After a busy year end, I have time to reflect about the last year and developments in open source. I was particularly interested in the cascade of articles and comments about how the “Open Source” business model is broken started by Stuart Cohen’s article in Business Week on December 1. http://www.businessweek.com/technology/content/nov2008/tc20081130_276152.htm. I believe that Stuart is just wrong. I think that Charles Babcock got it right in his blog responding to Stuart. http://www.informationweek.com/blog/main/archives/2008/12/open_source_bus.html?cid=RSSfeed_IWK_ALL.
From my point of view, Charles’ most important point is that “open source” is not a business model, it is a means of developing and distributing software. And 451 Group makes a similar point in their report on open source business models (which actually pre dated Stuart’s article). http://www.the451group.com/caos/caos_detail.php?icid=694. I represent over fifteen open source startups (as well as large companies developing open source software) and they have a variety of ways of making money on open source software, ranging from “dual” distribution to support for proprietary additions. Marten Mickos in his keynote at OSBC in 2007 noted thirteen different ”open source” business models. http://akamai.infoworld.com/weblog/openresource/archives/OSBC2007%20-%20Marten%20Mickos%20Keynote.pdf. Second, “open source” cannot be a single business model because it spans a wide variety of different products: the business models for application software are quite different from infrastructure software. Third, most of the companies that I represent use a mix of business models, such as dual distribution and SAAS. In fact, even the “dual” distribution model has two forms: the newer model in which the company distributes a commercial version which has additional functions compared to the open source version and the older model in which the open source and the commercial version are the same. While the characteristics of “open source” development have strong similarities across different types of products, the business models are likely to quite different and will continue to evolve.
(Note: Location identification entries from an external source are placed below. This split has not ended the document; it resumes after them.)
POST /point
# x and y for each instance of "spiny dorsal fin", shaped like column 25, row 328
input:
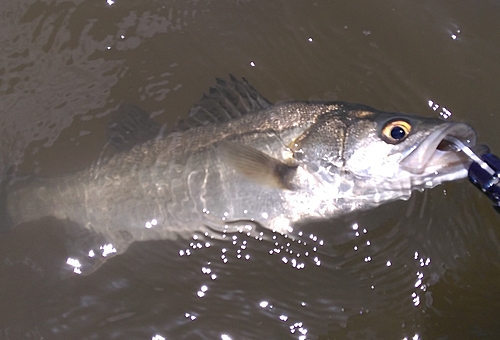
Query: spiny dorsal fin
column 257, row 166
column 225, row 101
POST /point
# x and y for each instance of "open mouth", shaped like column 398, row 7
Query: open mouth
column 441, row 150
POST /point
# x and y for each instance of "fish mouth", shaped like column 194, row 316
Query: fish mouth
column 437, row 154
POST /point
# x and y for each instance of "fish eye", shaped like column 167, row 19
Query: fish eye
column 396, row 131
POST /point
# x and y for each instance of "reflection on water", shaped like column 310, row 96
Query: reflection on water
column 422, row 269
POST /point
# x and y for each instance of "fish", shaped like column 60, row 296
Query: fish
column 239, row 162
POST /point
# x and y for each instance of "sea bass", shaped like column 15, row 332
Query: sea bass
column 238, row 161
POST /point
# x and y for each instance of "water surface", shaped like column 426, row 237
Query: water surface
column 423, row 269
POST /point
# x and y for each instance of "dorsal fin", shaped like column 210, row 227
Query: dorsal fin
column 225, row 101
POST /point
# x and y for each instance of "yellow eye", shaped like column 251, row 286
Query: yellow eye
column 396, row 131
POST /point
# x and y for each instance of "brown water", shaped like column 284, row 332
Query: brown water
column 428, row 268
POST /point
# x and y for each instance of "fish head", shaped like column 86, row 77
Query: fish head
column 381, row 156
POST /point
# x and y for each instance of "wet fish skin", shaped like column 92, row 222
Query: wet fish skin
column 332, row 157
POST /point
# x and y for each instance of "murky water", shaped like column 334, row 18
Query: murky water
column 428, row 268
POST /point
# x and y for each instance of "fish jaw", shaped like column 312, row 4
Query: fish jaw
column 434, row 161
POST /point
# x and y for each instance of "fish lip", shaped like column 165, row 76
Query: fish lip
column 426, row 157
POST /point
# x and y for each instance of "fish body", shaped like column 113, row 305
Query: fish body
column 240, row 161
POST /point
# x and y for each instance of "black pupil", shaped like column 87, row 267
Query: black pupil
column 398, row 132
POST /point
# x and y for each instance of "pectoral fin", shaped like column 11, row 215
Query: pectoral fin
column 257, row 166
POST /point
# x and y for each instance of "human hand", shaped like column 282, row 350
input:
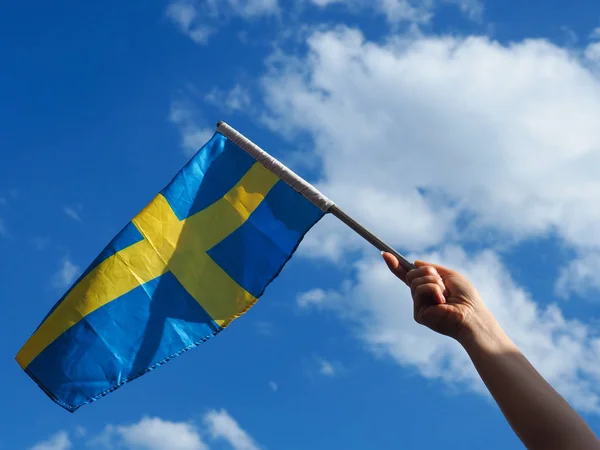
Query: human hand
column 444, row 300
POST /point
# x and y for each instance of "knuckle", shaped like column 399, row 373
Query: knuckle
column 430, row 271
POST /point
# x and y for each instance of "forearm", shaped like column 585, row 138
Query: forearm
column 537, row 413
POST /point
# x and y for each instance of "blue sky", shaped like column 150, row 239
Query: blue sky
column 463, row 132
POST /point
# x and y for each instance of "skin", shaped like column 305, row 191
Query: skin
column 446, row 302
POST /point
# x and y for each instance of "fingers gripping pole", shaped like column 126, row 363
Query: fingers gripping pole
column 311, row 193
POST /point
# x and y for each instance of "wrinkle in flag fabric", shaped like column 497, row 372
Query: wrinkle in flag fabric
column 197, row 257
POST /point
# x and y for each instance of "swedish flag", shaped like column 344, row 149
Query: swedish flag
column 198, row 256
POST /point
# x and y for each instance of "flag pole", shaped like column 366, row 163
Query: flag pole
column 308, row 191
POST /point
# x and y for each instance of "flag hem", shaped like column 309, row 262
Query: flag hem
column 72, row 408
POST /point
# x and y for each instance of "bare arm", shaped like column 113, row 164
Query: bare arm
column 446, row 302
column 536, row 412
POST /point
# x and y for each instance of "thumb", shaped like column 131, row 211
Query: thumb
column 443, row 271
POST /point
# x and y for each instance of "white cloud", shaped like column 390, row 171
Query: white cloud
column 73, row 212
column 235, row 99
column 59, row 441
column 592, row 52
column 221, row 425
column 193, row 136
column 438, row 143
column 185, row 15
column 153, row 433
column 196, row 18
column 430, row 140
column 312, row 297
column 380, row 309
column 67, row 273
column 415, row 11
column 326, row 368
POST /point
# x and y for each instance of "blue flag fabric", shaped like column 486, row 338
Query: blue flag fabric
column 198, row 256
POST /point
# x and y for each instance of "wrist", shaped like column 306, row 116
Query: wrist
column 484, row 333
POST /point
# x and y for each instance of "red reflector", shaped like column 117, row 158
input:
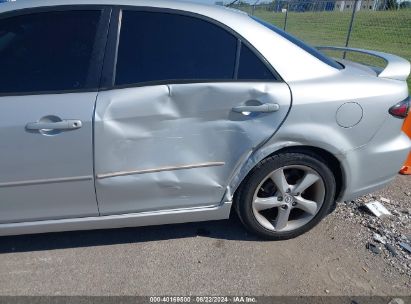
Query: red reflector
column 400, row 110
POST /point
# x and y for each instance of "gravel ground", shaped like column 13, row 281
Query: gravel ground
column 219, row 258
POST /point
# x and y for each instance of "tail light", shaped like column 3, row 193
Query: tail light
column 400, row 110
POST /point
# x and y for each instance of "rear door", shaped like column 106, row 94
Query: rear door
column 50, row 61
column 189, row 101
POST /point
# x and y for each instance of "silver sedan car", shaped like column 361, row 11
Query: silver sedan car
column 143, row 112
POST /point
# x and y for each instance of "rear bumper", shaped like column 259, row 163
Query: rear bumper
column 376, row 164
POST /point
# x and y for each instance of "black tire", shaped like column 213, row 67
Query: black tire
column 245, row 193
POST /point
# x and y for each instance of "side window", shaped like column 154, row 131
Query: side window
column 162, row 46
column 48, row 51
column 251, row 67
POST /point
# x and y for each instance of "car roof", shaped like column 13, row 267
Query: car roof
column 290, row 61
column 200, row 8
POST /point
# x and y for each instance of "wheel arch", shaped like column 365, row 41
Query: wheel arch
column 329, row 159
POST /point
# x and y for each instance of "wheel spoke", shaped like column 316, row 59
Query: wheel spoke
column 306, row 205
column 282, row 218
column 308, row 180
column 279, row 180
column 266, row 203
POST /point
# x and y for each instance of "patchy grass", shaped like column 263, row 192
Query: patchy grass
column 386, row 31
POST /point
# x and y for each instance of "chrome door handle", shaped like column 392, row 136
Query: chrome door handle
column 264, row 108
column 69, row 124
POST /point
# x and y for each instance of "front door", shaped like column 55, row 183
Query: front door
column 47, row 98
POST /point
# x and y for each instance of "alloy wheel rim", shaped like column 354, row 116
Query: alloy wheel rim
column 288, row 198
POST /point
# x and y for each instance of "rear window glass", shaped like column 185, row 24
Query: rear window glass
column 158, row 46
column 309, row 49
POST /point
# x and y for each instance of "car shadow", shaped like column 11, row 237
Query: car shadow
column 231, row 229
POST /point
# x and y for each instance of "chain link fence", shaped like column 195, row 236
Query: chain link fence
column 383, row 25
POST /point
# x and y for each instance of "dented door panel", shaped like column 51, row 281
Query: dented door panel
column 177, row 146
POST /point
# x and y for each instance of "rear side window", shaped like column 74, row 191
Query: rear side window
column 251, row 67
column 158, row 46
column 48, row 51
column 309, row 49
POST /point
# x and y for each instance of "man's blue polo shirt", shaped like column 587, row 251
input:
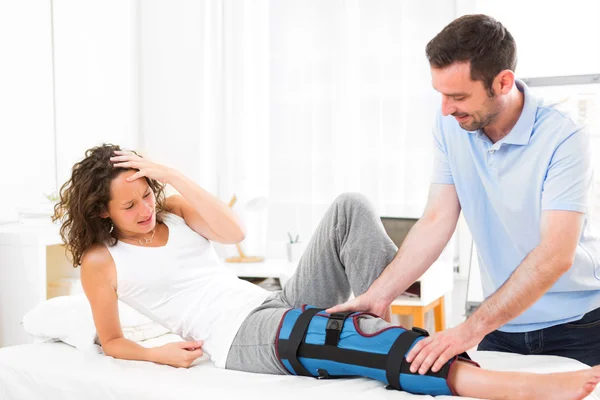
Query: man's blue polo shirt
column 544, row 163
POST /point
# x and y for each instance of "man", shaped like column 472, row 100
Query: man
column 521, row 173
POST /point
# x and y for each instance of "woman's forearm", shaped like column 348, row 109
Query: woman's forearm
column 128, row 350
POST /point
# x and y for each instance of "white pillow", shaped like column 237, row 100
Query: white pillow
column 69, row 319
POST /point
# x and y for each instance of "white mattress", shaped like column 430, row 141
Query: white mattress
column 59, row 371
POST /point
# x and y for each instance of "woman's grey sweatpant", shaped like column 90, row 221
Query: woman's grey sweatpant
column 348, row 251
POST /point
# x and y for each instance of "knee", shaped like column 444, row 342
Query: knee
column 352, row 199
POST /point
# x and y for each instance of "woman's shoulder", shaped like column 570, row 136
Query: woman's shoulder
column 97, row 257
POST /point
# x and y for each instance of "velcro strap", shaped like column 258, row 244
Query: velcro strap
column 335, row 323
column 396, row 362
column 296, row 338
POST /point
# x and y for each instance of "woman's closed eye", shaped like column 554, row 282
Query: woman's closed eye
column 132, row 204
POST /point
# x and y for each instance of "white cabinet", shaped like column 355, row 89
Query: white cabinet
column 31, row 258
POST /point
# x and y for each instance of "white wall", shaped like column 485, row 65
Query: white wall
column 181, row 87
column 26, row 112
column 96, row 77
The open source community also owes Charles Babcock (and his colleagues at InformationWeek) a vote of thanks for the Analytics report “Open Source Enterprise: Its Time Has Come, And the Price is Right.” It provides an excellent summary of the state of open source software in the enterprise, with plenty of specific examples. However, I think that the most interesting part of the report is “What Happens After the Acquisition”. This section describes the challenges faced in the integration of open source companies into larger companies. The nature of open source companies and their communities requires a different approach from traditional acquisitions. In particular, the acquiring companies need to consider carefully the effect on the open source companies employees and their community when modifying the business model. As more open source companies are acquired by traditional software companies, these issues will take on increasing importance. Both sides need to understand that such an integration will require flexibility.
I think that 2009 will be a very interesting year for open source!